薛延咽着米饭,很想和钟泊雅两人花前月下的喝两杯小酒,拉近拉近关系以弥补自己的傻所犯下的过失。可整个晚上,钟泊雅都在和自己的母亲说笑,就连自己的小弟小妹都被钟泊雅关照了功课,只有自己被冷落在一旁。

而自己那有点木楞的性格,恍然之间才反应过来,自己被全家都冷落到了一旁。

小弟小妹都亮堂着眼睛听着钟泊雅说话,就连自己的老母亲看着钟泊雅的眼神中都无比的温柔。

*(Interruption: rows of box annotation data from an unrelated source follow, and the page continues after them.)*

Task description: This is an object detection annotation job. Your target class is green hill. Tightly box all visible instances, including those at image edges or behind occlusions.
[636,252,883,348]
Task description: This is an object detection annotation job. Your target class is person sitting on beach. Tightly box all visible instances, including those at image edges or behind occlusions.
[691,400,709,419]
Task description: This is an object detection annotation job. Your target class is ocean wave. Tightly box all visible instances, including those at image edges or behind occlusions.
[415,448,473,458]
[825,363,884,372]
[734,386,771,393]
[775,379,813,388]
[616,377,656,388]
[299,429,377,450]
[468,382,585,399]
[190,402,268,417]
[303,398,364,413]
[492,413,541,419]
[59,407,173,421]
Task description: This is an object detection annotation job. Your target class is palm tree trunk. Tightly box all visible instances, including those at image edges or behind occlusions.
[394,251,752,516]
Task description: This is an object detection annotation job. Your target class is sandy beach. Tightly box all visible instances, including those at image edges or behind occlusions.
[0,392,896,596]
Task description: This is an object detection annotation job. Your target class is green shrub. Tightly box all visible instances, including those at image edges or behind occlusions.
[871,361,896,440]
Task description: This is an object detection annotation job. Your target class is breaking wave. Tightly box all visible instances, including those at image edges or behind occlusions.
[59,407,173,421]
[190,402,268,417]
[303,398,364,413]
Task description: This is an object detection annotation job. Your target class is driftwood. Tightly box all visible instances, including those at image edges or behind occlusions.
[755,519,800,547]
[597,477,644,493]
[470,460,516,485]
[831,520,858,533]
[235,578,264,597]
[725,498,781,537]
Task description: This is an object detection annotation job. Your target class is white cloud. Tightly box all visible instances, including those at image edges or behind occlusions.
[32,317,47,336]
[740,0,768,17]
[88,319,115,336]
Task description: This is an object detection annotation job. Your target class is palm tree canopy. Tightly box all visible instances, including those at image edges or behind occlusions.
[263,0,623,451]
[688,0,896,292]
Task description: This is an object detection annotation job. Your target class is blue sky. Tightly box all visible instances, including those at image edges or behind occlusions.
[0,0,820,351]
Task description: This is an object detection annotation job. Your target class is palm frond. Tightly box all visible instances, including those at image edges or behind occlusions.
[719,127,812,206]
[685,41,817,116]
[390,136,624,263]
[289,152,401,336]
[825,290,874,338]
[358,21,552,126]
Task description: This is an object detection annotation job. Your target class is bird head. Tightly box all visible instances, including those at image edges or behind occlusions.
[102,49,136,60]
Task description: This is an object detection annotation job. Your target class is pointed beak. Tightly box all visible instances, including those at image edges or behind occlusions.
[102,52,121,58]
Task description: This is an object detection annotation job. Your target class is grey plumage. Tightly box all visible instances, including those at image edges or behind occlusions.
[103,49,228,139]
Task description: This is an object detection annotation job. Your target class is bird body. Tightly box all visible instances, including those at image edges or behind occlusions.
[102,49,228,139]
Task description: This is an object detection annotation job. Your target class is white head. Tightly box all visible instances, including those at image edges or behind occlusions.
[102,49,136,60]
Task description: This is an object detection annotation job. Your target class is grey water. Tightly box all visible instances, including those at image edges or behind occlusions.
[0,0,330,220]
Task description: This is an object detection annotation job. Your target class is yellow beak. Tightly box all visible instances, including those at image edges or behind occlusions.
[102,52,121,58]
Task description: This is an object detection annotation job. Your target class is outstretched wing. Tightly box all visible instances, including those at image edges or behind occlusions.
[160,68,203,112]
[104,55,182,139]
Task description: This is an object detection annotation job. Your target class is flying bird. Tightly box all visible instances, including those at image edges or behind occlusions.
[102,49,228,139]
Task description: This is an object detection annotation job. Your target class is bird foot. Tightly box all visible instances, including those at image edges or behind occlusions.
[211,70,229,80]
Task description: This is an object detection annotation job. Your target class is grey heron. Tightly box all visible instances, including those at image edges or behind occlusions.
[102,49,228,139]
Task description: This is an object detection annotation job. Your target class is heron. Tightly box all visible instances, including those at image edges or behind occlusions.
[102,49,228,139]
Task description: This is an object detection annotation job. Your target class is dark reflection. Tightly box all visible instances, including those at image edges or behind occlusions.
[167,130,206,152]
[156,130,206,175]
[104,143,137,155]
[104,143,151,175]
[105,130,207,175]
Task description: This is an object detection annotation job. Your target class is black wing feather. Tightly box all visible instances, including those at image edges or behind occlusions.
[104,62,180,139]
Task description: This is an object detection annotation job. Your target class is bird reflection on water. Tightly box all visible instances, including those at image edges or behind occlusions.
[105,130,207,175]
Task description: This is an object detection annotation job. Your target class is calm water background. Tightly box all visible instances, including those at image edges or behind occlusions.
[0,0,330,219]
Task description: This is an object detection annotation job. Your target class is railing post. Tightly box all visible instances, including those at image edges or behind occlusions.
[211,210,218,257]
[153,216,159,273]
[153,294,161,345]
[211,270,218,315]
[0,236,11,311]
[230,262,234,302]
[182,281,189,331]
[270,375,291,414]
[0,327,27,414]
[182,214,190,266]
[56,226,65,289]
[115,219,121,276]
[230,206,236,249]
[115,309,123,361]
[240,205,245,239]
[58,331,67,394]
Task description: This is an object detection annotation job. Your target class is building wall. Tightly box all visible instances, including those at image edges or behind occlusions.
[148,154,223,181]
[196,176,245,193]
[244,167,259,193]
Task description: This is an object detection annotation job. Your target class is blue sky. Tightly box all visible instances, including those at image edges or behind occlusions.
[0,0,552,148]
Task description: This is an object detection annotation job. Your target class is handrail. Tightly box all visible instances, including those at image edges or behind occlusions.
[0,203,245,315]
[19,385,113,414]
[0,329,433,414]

薛延只觉得自己这饭是吃不下去了,可是自己提前离席又没有礼数。先不说钟泊雅是客人,他还是一国之主。

真是官大一级压死人,薛延突然间怀念起塞外的风沙了。自己呆在塞外,那方圆百里谁敢不听他的?何来回着破京城还受气!

第08章

薛延到横河的时候天刚傍晚,猩红的云朵染了半边的天,好看的像是水粉调出来的颜色,有点假。

驿站的房子不算破,向驿丞登记入住了之后,他无聊的只能躺在屋子里看着屋顶发呆。

他想仔仔细细的把自己和钟泊雅的关系理清楚,这样回京之后自己就能用一种“正常”的态度面对他了。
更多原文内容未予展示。